Au fil des jours,
Périphéries explore quelques pistes -
chroniques, critiques, citations, liens pointus...
« Scandale permanent au Centre Pompidou », « Comment le clan Chirac gangrène la culture », « Le crash de “la Beauté” en Avignon », « Le diable s’appelle François Pinault »... Au moins, on ne pourra pas reprocher aux journalistes culturels de la revue « indisciplinaire » Mouvement (qui traite à la fois du spectacle vivant et des arts visuels) de recopier mollement les dossiers de presse ou de faire preuve de complaisance. Mais à lire leurs articles denses, riches, à parcourir ces pages qui donnent un sentiment d’inexploré et de dépaysement, on comprend mieux d’où leur vient cette exigence critique : de leur conviction, de la qualité des artistes qu’ils soutiennent et en lesquels ils croient. Ce trimestre, Mouvement propose un entretien avec Edward Bond, ainsi qu’avec Alain Françon, qui met en scène au Théâtre de la Colline, à Paris, la dernière pièce de Bond, Le Crime du XXIe siècle.
Extrait de l’entretien dans Mouvement, en guise de viatique pour ce début de millénaire :
« Il me semble qu’à l’époque où j’ai commencé à écrire, on avait le sens du futur, ce qui n’est plus le cas aujourd’hui. (...) Les êtres humains n’ont plus aucun sens, et n’ont donc plus aucun but. (...) Il semblerait que les anciennes significations soient aujourd’hui redondantes. Mais comment créer de nouvelles significations ? C’est difficile, parce qu’on vit dans une époque de déconstruction, de postmodernisme, et toutes ces choses dépourvues de sens ! Récemment, je suis allé au Musée d’art moderne ; j’y ai regardé les tableaux des années trente et quarante, qui traitent de l’image humaine et de sa décomposition. Il ne s’agit d’ailleurs pas seulement de l’image humaine, mais de la façon de vivre, en général : tout s’effondre. Mais tout cela est tenu par l’esthétique de la beauté et la plupart de ces œuvres dégagent une joie de vivre. En voyant La Danse de Matisse, on pense : “Mais Hitler arrive au pouvoir, comment peut-on danser ?” C’est un contraste, un sentiment de liberté. Dans le même musée, il y avait une exposition contemporaine intitulée Sheep and Goats... et c’est une morgue ! (...) On ne sait pas où mettre les pieds, on trébuche, le sol est gris, tout est géométrique.

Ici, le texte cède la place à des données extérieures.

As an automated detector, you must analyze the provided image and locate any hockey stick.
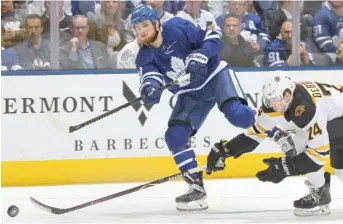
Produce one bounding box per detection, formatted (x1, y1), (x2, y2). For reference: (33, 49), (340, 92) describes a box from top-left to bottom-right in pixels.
(47, 75), (190, 133)
(30, 164), (206, 215)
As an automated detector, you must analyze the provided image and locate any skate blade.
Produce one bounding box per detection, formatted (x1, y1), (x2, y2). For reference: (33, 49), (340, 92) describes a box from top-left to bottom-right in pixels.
(294, 205), (331, 217)
(176, 199), (208, 212)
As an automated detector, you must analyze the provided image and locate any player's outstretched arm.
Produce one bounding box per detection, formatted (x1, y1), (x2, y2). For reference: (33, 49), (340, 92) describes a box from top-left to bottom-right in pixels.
(206, 133), (260, 175)
(136, 58), (165, 105)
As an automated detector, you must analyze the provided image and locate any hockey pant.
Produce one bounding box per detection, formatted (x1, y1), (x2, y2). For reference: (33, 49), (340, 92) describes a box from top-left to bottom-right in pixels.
(164, 68), (249, 180)
(293, 116), (343, 187)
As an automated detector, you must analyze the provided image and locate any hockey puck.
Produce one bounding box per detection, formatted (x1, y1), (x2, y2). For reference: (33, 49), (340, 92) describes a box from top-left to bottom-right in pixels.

Il y a des salles qui ne contiennent qu’une chose, et seulement des machines qui projettent des images. Et ces images, toutes nostalgiques, parlent du passé, des futilités, des films des années trente... Je ne dis pas que c’est du mauvais art. Je ne dis pas que c’est de la merde moderne. Je me demande ce qui a créé un tel vide... Je pense, fondamentalement, qu’être humain, c’est comprendre l’espace ; l’espace intérieur, subjectif, et puis l’espace du dehors - qui sont deux espaces complètement différents. »
Mouvement, en kiosque, 40 francs.
Le Crime du XXIe siècle, d’Edward Bond, mise en scène d’Alain Françon, du 9 janvier au 9 février au Théâtre de la Colline à Paris.